Notice of Pre-AIA or AIA Status
The present application, filed on or after March 16, 2013, is being examined under the first inventor to file provisions of the AIA .
Election/Restrictions
Applicant’s election without traverse of Group I and species in the reply filed on January 12, 2026 is acknowledged.
Claims 1-60 are pending. Claims 41-60 are withdrawn. Claims 1-40 are examined.
Prior Art Rejections
In the event the determination of the status of the application as subject to AIA 35 U.S.C. 102 and 103 (or as subject to pre-AIA 35 U.S.C. 102 and 103) is incorrect, any correction of the statutory basis for the rejection will not be considered a new ground of rejection if the prior art relied upon, and the rationale supporting the rejection, would be the same under either status.
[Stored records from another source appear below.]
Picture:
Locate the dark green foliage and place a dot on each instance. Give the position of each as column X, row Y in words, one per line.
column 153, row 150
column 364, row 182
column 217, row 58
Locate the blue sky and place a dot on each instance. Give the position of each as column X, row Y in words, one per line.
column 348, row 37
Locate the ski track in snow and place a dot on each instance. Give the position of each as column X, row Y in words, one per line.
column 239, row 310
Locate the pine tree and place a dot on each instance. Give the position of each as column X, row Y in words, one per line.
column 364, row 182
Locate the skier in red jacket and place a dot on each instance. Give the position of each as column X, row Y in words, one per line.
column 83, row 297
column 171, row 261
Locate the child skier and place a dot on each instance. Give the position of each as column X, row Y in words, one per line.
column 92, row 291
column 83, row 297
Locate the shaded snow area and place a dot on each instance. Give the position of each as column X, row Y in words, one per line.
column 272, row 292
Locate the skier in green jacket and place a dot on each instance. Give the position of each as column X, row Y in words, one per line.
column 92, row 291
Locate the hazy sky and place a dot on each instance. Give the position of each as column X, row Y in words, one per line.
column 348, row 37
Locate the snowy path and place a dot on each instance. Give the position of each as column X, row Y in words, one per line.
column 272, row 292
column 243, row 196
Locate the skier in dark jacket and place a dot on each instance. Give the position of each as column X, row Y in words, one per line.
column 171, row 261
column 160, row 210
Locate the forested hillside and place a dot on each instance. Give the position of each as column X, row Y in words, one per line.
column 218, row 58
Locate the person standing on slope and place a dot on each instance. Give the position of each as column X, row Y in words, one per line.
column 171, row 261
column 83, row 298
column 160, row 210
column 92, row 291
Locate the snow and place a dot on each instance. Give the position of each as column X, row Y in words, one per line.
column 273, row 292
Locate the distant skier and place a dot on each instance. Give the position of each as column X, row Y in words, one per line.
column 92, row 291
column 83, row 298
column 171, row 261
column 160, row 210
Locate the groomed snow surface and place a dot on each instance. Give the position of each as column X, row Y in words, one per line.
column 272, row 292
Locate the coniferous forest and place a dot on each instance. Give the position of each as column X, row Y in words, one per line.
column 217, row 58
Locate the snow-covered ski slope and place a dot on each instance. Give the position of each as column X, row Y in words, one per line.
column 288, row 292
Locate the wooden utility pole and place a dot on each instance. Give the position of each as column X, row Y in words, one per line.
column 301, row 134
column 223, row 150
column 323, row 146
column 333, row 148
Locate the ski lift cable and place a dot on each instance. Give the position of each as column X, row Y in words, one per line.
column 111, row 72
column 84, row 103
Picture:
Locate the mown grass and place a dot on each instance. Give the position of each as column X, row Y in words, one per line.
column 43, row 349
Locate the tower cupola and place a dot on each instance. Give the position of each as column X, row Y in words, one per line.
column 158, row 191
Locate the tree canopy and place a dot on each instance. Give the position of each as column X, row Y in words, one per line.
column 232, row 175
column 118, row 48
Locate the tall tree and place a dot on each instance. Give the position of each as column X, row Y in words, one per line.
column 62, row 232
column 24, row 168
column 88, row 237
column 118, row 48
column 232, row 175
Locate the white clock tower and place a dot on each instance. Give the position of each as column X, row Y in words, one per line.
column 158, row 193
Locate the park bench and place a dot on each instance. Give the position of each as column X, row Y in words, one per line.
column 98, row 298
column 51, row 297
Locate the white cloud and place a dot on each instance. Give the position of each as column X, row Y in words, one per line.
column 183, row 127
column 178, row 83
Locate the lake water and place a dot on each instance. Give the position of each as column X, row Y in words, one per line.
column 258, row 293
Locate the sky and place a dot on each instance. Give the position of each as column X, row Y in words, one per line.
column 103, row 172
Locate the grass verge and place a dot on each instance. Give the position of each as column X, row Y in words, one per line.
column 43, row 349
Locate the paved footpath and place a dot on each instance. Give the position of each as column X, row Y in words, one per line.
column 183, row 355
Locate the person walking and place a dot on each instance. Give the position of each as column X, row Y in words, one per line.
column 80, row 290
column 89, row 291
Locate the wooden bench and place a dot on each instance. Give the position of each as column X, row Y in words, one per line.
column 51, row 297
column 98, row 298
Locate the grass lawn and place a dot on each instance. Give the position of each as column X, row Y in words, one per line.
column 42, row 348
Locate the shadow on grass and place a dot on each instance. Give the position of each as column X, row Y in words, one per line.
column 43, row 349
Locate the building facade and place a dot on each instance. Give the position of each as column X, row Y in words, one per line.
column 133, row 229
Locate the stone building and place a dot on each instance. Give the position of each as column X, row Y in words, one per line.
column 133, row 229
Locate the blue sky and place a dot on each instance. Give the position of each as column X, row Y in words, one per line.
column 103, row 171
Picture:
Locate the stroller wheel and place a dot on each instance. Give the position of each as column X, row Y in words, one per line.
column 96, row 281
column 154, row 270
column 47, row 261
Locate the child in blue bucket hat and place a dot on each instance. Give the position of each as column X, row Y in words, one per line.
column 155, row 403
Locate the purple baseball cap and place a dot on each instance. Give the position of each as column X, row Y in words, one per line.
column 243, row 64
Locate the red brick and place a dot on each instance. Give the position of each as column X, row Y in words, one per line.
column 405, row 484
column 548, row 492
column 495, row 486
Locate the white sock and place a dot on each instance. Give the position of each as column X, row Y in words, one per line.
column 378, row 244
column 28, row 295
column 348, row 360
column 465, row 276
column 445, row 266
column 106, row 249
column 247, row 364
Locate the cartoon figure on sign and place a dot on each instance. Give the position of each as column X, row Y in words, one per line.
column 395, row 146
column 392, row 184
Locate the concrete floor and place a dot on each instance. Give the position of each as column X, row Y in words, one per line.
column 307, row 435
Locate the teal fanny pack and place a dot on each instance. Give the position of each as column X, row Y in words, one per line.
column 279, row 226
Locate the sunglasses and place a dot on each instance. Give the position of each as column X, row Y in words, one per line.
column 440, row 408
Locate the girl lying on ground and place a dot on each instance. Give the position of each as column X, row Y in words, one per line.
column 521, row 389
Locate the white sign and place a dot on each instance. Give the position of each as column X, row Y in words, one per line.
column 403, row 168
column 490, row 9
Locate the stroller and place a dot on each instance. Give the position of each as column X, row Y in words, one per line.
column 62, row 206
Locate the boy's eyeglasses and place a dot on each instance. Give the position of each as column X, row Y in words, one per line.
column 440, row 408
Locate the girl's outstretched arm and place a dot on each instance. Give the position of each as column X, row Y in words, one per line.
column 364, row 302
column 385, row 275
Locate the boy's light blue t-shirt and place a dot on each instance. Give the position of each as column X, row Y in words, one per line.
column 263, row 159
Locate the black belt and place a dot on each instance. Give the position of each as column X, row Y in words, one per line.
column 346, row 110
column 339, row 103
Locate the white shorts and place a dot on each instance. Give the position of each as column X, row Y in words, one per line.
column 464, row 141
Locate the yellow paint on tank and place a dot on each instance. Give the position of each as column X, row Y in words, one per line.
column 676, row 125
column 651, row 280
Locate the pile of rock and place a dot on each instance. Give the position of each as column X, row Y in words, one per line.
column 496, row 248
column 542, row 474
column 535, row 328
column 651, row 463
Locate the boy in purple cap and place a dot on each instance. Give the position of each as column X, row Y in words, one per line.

The following is a quotation of 35 U.S.C. 103 which forms the basis for all obviousness rejections set forth in this Office action:
A patent for a claimed invention may not be obtained, notwithstanding that the claimed invention is not identically disclosed as set forth in section 102 of this title, if the differences between the claimed invention and the prior art are such that the claimed invention as a whole would have been obvious before the effective filing date of the claimed invention to a person having ordinary skill in the art to which the claimed invention pertains. Patentability shall not be negated by the manner in which the invention was made.
This application currently names joint inventors. In considering patentability of the claims the examiner presumes that the subject matter of the various claims was commonly owned as of the effective filing date of the claimed invention(s) absent any evidence to the contrary. Applicant is advised of the obligation under 37 CFR 1.56 to point out the inventor and effective filing dates of each claim that was not commonly owned as of the effective filing date of the later invention in order for the examiner to consider the applicability of 35 U.S.C. 102(b)(2)(C) for any potential 35 U.S.C. 102(a)(2) prior art against the later invention.
Claims 1-39 are rejected under 35 U.S.C. 103 as being unpatentable over Benson et al. (US 8,221,760, 7/17/2012) in view of Shi et al. (J Gastroenterol (2018) 53:989-998), Ariaans et al (WO 2013/087911, Clinical Trial NCT03466411 (v28, 4/14/2020), and Sandborn et al. (Gastroenterology. 2020 Feb;158(3):537-549.e10. Epub 2019 Sep 4).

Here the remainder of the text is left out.